Currently, the Ethnic Intimidation Act says that a person is guilty of ethnic intimidation and subject to two years in prison if they maliciously - and with specific intent to intimidate or harass another person based on their race, color, religion, gender or national origin - commit, or threaten to commit, physical harm or property damage.
However, the law does not include sexual orientation and gender identity protections.
"Lawmakers have had this particular piece of legislation on their plate for two decades," Sen. Bieda said. "How many more assaults will it take for them to realize that the current laws have done nothing to reduce hate crimes, and allow perpetrators to escape the fullest extent of the law?"
A recent case in Muskegon Heights - where a 17-year-old victim was lured, physically assaulted and stripped of his clothing by an attacker who recorded the assault and posted it on Facebook - spotlights the need for gender identification and sexual orientation protections. During an investigation, Muskegon Heights police officers used a recording to determine the attack was racially motivated, and that the attacker selected the victim because he was gay.
The Muskegon County Prosecutor's Office, led by Prosecutor D.J. Hilson, sought felony hate crime charges against the attacker, but were unable to do so because sexual orientation is not covered under current hate crime statute.
"I just get to enforce the laws that are made, and not make them," D.J Hilson, Prosecuting Attorneys Association of Michigan president-elect, said. "We're hoping that Sen. Bieda's Senate Bill 121 will highlight the need to make a change in this particular law."
For more than a decade, Sen.

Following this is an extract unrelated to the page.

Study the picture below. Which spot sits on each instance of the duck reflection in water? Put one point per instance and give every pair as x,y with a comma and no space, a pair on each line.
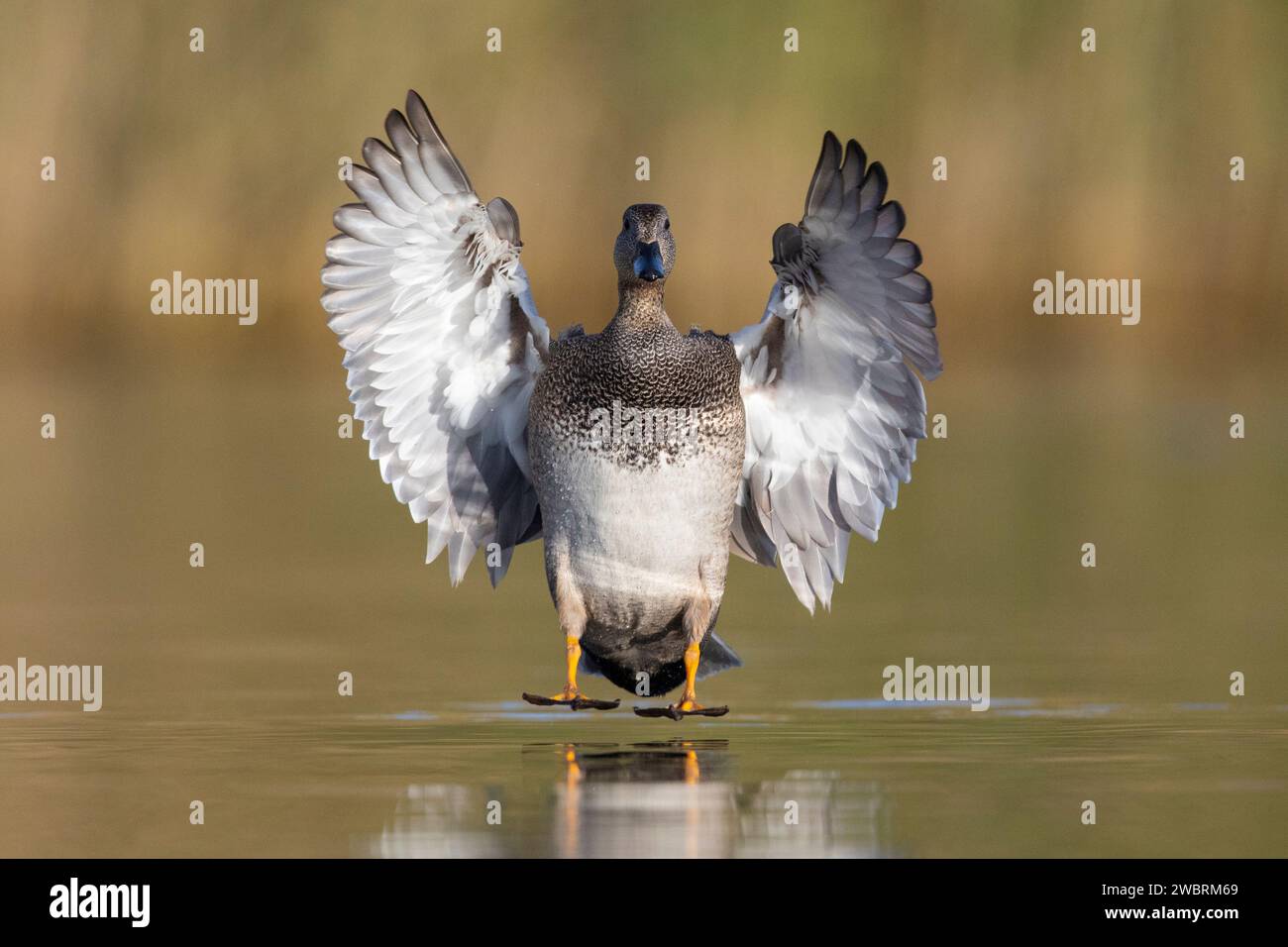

Bieda has introduced similar legislation to give law enforcement and prosecutor's offices the tools they need to uphold the rule of law and seek justice for victims of hate crimes, but none has been passed by the Republican-controlled legislature.
In 1998, following the brutal murder of Wyoming college student Matthew Shepard, the Michigan House of Representatives passed a bill to add sexual orientation to the Ethnic Intimidation Act, but the bill then died in the Senate.
SB 121, his current bill, was referred to the Senate Government Operations Committee on Feb. 8, 2017, where it awaits a hearing.